The reserve is named after the historical name of the Escoumins River, that around 1664, was known as Esseigiou. Charles Arnaud, who spent many years of his life among the Innu stated that the river was also called Etshipi, meaning "river of shells".

==History==
The Innu have frequented the place for thousands of years, gathering berries that covered the rocks and adorned the mossy plains in the spring. The Jesuit Relations reported on the presence of "Excomminquois" in the region since 1611. It presented them however as an enemy nation of the French and distinguished them from the Innu of the region who were recognized as friends. It is assumed that they likely were Mi'kmaq tribes that from the middle of the 16th century onwards sporadically left their territory around Chaleur Bay and visited the North Shore of the Saint Lawrence Gulf.

In 1863, about 40 Innu people were counted at the Mission of Escoumins. In 1881, the Superintendent of Indian Affairs appointed surveyor Elzéar Boivin to delineate the land occupied by them.
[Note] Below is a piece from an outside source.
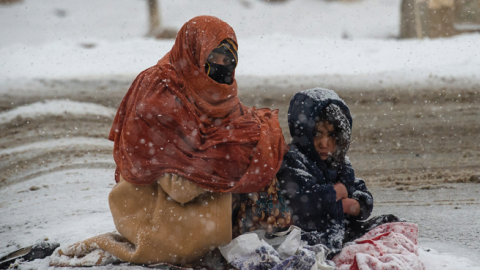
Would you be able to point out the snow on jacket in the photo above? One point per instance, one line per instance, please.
(307, 181)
On July 23, 1892, the Government of Canada purchased the land and the Réserve indienne des Escoumins (Escoumins Indian Reserve) was formed.

In 1994, the reserve changed its name to Communauté montagnaise Essipit, made official by Commission de toponymie du Québec on June 7, 1996. On August 7, 2003, the name was changed again, and it is now known as Innue Essipit.

==Demographics==
Reserve population trend:
- Population in 2021: 310 (2016 to 2021 population change: 4.4%)
- Population in 2016: 297
- Population in 2011: 268
- Population in 2006: 247
- Population in 2001: 258
- Population in 1996: 252
- Population in 1991: 237

Private dwellings occupied by usual residents: 128 (total dwellings: 134)

The total population of the Essipit First Nation is 1,050, with only 228 band members living on the reserve.